Dixonius hinchangsi sp. nov. can be distinguished from the central Thai D. melanostictus by a higher Ven (24–27 versus 22), higher DTR (12 versus 10 or 11), lower SLMOrb (5 th or 6 th versus 7 th), lower PrePo (6–8 versus 9), absence (versus presence) of a marked canthal stripe, strongly barred (versus not barred) lips, a uniform or spotted (versus striped) dorsal pattern, and lack (versus possession) of an orange tail; from the southern Vietnamese D. minhlei Ziegler, Botov, Nguyen, Bauer, Brennan, Ngo & Nguyen, 2016 by a higher Ven (24–27 versus 20–23), lower DTR (12 versus 14 or 15), lower PV (30–34 versus 38–44), absence (versus presence) of a marked canthal stripe, and lips strongly (versus not strongly) barred; from the northern Laotian D. muangfuangensis by a higher Ven (24–27 versus 20 or 21), distinctly lower DTR (12 versus 21–23), distinctly lower PV (30–34 versus 45–48) and higher InterOrbS (8 or 9 versus 7); from the peninsular Thai D. pawangkhananti Pauwels, Chomngam, Larsen & Sumontha, 2020 by a distinctly higher SVL (50.1 versus 42.6 mm), distinctly higher Ven (24–27 versus 16), distinctly lower DTR (12 versus 16), higher InterOrbS (8 or 9 versus 7), absence (versus presence) of a marked canthal stripe, uniform or spotted (versus banded/blotched) dorsal pattern, and lack (versus possession) of an orange tail; from the central Thai D. siamensis by a lower DTR (12 versus 14), generally lower PV (30–34 versus 33–38), lower InterOrbS (8 or 9 versus 10 or 11), and absence (versus presence) of a marked canthal stripe; from the Laotian D. somchanhae Nguyen, Luu, Sitthivong, Ngo, Nguyen, Le & Ziegler, 2021 by a distinctly lower DTR (12 versus 19–21), a lower PV (30–34 versus 35–40), and the absence (versus presence) of a marked canthal stripe; from the southern Vietnamese, insular D. taoi Botov, Phung, Nguyen, Bauer, Brennan & Ziegler, 2015 by a higher Ven (24– 27 versus 21–23) and the absence (versus presence) of a marked canthal stripe; and from the southern Vietnamese D. vietnamensis Das, 2004 by a distinctly higher SVL (50.1 versus 42.4 mm), higher Ven (24–27 versus 15–21), lower DTR (12 versus 13–17), lower PV (30–34 versus 36), absence (versus presence) of a marked canthal stripe, and strongly (versus not strongly) barred lips.
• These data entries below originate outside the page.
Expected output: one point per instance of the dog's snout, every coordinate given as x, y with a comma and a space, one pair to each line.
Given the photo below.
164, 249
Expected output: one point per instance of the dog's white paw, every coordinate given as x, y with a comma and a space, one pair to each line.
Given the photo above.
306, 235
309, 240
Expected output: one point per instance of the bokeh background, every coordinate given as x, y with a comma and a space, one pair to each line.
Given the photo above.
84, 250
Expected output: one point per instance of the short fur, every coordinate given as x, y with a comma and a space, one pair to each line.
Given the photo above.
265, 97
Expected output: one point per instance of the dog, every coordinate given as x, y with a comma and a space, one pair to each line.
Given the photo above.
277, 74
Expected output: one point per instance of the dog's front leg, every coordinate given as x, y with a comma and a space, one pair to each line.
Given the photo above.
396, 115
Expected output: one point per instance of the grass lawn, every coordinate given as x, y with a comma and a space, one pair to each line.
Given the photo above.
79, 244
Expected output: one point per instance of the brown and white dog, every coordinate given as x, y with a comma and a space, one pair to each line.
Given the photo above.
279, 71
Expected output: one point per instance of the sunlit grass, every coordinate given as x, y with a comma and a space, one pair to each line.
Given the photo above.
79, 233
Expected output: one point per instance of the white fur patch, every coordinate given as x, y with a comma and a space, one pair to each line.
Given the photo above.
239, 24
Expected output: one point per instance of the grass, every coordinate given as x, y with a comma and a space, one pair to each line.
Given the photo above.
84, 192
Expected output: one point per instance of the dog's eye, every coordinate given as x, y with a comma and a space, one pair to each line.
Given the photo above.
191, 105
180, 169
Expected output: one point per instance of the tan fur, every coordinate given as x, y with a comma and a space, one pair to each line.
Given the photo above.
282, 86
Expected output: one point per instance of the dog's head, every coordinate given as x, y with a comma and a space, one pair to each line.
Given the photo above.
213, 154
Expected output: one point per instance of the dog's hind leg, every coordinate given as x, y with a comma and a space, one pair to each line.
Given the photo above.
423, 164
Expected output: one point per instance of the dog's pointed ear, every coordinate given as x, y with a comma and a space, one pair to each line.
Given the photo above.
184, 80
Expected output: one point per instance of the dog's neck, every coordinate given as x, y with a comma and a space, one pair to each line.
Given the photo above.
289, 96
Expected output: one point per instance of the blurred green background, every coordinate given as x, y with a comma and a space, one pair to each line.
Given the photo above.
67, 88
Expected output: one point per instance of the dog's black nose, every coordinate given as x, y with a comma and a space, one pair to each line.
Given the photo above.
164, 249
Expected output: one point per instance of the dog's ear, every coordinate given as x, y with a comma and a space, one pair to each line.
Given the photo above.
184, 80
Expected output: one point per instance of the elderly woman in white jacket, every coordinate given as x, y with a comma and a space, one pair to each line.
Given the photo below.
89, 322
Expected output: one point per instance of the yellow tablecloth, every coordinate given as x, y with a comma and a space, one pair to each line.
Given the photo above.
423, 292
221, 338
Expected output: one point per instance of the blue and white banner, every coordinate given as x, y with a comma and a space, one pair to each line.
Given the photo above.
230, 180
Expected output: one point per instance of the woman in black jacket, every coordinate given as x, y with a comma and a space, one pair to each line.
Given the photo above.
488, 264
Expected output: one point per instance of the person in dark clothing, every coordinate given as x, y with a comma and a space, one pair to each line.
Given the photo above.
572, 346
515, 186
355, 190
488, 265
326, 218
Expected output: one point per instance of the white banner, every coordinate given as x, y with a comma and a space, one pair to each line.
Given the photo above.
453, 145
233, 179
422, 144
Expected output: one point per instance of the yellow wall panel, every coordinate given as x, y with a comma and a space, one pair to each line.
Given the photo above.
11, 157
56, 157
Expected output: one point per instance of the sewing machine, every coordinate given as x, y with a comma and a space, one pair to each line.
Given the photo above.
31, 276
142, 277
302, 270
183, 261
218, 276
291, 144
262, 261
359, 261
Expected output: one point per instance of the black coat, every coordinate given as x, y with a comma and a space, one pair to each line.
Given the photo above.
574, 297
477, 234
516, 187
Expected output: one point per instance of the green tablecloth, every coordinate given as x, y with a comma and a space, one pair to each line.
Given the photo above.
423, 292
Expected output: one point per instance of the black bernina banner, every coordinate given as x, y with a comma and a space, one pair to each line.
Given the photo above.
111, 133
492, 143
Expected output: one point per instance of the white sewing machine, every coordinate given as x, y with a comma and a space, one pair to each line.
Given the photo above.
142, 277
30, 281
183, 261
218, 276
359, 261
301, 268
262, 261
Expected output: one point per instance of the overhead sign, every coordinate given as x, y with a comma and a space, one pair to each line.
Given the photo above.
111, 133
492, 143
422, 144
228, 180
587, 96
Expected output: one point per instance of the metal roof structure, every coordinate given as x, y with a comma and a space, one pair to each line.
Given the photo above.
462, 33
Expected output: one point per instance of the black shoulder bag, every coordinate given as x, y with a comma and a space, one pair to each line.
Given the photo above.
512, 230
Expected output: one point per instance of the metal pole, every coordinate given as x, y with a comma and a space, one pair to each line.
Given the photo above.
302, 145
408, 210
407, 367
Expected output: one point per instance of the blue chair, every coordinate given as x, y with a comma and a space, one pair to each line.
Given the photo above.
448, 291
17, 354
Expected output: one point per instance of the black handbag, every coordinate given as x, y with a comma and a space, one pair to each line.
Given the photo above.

Dixonius hinchangsi sp. nov. is also distinct from the Myanmar Dixonius burmanicus by its distinctly higher SubLT4 (13–15 versus 8 or 9 according to the original description).

The single examined cranium of Dixonius hinchangsi sp. nov. differs from the single examined cranium of the lectotype (BMNH 1946.8.24.40) of D. siamensis in having a higher number of maxillary teeth (35 or 36 versus 32 or 33) and an obtusely pointed anterior end of the frontal (versus a more rounded anterior end). The cranial osteology of the other Dixonius species has not yet been studied.